Fratelli e sorelle, questa pagina del Vangelo ci parla della compassione di Gesù che vede le nostre fatiche e delle nostre fragilità, e ci chiama a essere suoi collaboratori, a condividere il suo sguardo sulle folle, a sentire la sua stessa compassione, a non restare indifferenti di fronte alla sofferenza del mondo, e ci invita a pregare perché il Signore mandi operai nella sua messe, ma ci invita anche a rispondere noi stessi a questa chiamata, a metterci in gioco, a non tirarci indietro, a non dire che non siamo capaci o che non è compito nostro, perché il Signore non chiama i capaci ma rende capaci i chiamati, e se abbiamo un cuore che sa compassione, se abbiamo occhi che sanno vedere la stanchezza e la sfinitezza dei fratelli, se abbiamo orecchi che sanno ascoltare il grido di chi soffre, allora siamo già operai nella messe, allora siamo già stati chiamati a seguire Gesù, a portare il suo amore dove c’è odio, la sua pace dove c’è conflitto, la sua speranza dove c’è disperazione.

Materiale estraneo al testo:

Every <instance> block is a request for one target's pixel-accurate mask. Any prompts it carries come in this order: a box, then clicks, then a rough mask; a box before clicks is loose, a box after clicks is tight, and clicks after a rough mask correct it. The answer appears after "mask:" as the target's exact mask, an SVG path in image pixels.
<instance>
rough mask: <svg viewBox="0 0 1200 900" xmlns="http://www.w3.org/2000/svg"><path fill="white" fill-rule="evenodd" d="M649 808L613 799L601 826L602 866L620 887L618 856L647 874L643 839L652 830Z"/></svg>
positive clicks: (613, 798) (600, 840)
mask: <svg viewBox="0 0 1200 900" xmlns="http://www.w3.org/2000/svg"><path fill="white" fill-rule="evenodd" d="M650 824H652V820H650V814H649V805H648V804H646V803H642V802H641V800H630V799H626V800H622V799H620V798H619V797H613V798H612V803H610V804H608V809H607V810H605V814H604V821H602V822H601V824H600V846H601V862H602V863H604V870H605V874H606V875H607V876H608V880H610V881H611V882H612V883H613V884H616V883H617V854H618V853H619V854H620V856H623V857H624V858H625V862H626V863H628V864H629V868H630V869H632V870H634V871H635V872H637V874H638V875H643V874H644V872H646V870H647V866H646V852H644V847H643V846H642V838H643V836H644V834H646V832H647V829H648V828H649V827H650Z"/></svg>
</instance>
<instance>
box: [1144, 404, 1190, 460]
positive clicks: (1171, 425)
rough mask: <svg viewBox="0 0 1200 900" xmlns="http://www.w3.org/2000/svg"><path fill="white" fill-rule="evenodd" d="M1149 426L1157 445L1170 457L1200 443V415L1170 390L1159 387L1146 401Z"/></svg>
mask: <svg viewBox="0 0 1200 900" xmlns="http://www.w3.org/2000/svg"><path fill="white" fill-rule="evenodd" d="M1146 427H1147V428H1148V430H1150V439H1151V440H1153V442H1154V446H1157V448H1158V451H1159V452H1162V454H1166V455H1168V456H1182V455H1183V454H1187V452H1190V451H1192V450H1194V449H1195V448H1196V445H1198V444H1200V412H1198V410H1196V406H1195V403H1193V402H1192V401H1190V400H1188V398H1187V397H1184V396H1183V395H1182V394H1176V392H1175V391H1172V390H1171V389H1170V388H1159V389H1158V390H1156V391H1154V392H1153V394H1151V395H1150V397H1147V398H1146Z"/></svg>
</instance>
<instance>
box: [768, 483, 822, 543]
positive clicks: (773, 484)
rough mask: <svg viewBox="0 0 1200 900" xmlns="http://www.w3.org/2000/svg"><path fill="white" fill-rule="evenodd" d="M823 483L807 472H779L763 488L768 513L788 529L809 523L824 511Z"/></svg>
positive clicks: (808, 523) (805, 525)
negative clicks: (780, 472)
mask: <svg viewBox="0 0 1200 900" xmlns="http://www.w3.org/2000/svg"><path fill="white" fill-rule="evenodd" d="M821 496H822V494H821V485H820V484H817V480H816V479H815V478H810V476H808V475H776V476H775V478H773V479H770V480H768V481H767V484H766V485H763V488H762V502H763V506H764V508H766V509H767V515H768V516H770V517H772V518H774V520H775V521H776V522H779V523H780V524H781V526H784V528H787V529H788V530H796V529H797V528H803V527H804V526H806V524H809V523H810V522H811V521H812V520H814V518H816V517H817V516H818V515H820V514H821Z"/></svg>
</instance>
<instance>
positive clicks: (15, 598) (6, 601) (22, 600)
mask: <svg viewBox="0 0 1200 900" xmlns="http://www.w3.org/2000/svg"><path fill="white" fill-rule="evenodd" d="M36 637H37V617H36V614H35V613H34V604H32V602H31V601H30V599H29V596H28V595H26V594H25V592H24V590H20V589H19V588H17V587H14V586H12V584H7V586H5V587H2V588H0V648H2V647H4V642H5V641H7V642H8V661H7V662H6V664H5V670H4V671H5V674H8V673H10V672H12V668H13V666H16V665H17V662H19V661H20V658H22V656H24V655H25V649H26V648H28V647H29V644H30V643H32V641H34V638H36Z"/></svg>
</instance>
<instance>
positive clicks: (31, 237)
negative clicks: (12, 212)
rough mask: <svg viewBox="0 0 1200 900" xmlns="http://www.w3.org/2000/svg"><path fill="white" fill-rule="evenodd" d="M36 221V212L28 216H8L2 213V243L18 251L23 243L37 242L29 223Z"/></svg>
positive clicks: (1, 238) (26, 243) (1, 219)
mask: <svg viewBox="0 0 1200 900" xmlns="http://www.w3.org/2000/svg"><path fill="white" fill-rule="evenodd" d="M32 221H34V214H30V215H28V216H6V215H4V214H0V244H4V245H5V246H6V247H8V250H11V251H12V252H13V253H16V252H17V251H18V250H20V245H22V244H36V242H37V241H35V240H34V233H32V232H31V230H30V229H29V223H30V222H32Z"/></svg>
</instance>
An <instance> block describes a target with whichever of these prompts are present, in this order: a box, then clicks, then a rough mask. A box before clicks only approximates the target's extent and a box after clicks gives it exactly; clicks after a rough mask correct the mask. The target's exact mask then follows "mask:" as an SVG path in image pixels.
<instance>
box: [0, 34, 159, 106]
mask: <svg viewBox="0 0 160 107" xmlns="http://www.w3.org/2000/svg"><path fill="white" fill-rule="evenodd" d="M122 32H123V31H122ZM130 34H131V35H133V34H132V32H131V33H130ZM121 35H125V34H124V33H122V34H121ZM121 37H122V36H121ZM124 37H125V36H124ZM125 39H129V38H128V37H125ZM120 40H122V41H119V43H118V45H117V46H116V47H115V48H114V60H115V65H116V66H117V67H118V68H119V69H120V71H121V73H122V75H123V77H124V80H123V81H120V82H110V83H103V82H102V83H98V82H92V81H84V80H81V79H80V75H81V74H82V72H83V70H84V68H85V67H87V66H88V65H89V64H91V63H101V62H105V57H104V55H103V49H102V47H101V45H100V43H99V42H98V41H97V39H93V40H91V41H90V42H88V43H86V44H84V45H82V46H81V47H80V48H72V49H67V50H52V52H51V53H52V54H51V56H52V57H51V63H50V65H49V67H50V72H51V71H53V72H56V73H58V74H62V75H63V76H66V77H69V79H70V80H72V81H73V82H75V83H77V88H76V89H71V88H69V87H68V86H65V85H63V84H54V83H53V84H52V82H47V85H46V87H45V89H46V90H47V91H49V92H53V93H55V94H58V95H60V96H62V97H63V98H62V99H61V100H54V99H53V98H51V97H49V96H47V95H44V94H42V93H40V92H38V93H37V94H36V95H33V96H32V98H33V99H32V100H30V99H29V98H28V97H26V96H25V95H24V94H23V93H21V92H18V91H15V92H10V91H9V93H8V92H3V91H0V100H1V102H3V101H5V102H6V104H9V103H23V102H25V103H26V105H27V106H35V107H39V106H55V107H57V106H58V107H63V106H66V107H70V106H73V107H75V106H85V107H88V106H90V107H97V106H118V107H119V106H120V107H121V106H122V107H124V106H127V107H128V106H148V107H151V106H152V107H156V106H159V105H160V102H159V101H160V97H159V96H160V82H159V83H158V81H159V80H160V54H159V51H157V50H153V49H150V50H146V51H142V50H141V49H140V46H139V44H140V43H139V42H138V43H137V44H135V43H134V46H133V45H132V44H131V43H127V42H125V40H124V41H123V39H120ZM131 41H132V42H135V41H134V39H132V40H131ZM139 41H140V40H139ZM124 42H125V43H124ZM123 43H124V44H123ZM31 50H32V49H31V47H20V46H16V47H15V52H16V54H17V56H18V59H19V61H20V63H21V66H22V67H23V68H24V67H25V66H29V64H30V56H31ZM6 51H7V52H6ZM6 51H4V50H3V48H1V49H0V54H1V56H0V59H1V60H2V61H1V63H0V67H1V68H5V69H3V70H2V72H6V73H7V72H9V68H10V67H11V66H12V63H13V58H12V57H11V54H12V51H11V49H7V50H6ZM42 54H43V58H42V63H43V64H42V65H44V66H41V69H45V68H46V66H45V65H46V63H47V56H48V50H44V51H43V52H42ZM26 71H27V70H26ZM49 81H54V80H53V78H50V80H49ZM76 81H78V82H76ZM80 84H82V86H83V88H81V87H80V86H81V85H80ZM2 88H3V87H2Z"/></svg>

E allora, in questo giorno, lasciamoci guardare da Gesù, lasciamo che i suoi occhi incontrino i nostri occhi, lasciamo che la sua compassione tocchi il nostro cuore, e rispondiamo alla sua chiamata con la stessa semplicità e lo stesso coraggio dei discepoli, mettiamoci in cammino con Lui, percorriamo le città e i villaggi della nostra vita, annunciamo il Vangelo con le parole e con i gesti, curiamo le ferite dei fratelli con la tenerezza e la misericordia, e preghiamo perché il Signore mandi sempre nuovi operai, nuovi testimoni, nuovi discepoli che portino la sua luce nel mondo, fino al giorno in cui la messe sarà raccolta e saremo tutti insieme nella gioia del Regno, dove non ci sarà più stanchezza né sfinimento, ma solo la pace eterna e la gioia senza fine, che il Signore ci concede già oggi come anticipo e come promessa, e che ci accompagna fino alla meta.